Why your blog comments have less of an audience than new blog entries

Expanding on a remark in the previous entry: I think there are several reasons why your comments are likely to get less of an audience than new entries. First, in most blog setups new comments are less obvious to readers than new entries, as your readers have to go back by hand to look for them. This is especially so if people are only interested in a few comments.

It's possible to work around this with a different blog layout, but it does mean a moderately radical change from how people think of blog front pages and so on. I suspect that it would work better for a blog that already mingles quick links with regular articles, and I think you would want to promote only some of your comments this way, because many quick comment replies require too much context.

Second, I think that many comments are intrinsically less interesting than a new entry, because they are effectively expanding on some aspect of your original entry. They are thus for people who are so interested in the topic that they want even more, and not as interesting to people who were satisfied with your original entry in the first place. This isn't always the case, but to the extent that your comment replies are of general interest, you might as well make them full entries.

(And some comment replies are only going to be interesting to people who read the comment that you're replying to, since they're just correcting or reacting to those comments instead of expanding on your original entry.)

WhyCommentsLessAudience written at 01:59:18; Add Comment

Another reason to avoid having comments

To go with my previous thoughts about the purposes of comments, here is another reason that people might want to not have them on their blog: they eat your limited time.

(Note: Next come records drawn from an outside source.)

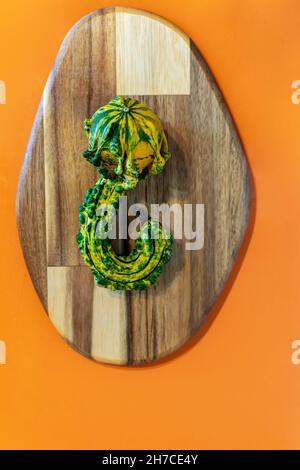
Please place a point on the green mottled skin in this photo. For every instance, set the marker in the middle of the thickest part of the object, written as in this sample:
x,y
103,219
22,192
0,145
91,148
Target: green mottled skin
x,y
126,144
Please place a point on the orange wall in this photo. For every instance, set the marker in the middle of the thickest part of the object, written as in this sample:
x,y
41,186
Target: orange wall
x,y
235,387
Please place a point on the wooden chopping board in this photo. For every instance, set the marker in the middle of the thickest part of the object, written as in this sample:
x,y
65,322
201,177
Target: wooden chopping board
x,y
120,51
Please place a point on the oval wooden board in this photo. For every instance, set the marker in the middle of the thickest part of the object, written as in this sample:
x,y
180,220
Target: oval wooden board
x,y
133,53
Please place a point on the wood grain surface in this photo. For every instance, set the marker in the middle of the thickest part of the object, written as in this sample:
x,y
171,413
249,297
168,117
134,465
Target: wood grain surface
x,y
160,65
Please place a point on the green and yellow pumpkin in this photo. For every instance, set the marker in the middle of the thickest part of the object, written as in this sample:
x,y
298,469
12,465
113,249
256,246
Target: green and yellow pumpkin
x,y
126,143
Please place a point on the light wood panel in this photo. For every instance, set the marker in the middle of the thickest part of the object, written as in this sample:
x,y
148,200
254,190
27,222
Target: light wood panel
x,y
207,166
152,57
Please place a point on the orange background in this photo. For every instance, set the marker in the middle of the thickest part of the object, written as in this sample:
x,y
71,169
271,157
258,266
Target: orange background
x,y
235,386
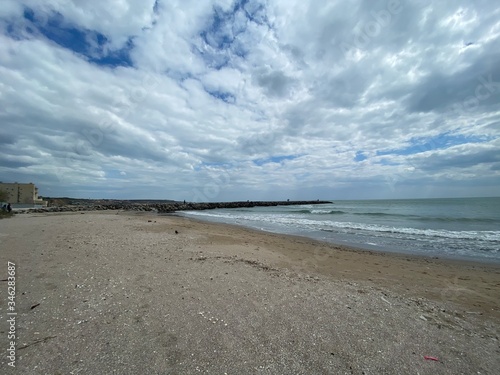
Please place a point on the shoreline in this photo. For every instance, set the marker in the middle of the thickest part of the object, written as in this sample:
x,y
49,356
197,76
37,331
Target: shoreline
x,y
104,292
345,244
366,265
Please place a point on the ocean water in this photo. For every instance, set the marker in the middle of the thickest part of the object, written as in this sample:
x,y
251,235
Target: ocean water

In a sense, comments on your blog carry with them an implicit duty to reply; while you can skip this, it may look odd and cause bad reactions. However, comments that you write will probably get less of an audience than a new entry. So if you only have a limited amount of time to write things for your blog, your time is better spent not having comments and just writing entries.

How true this is depends on how much of your time writing comments takes up. While many comment replies can be written quickly, I think that sooner or later you do run into comments that need about as much work as an entry. Sometimes those can be turned into actual entries (I do this a fair bit, although that's partly an interface issue), but not always; sooner or later you'll get comments that need replies that are too specialized or not interesting enough to make decent entries.

(This also ignores the time required to moderate comments, getting rid of spam and other undesirable things. Depending on the nature of your blog, this may be a significant time sink itself.)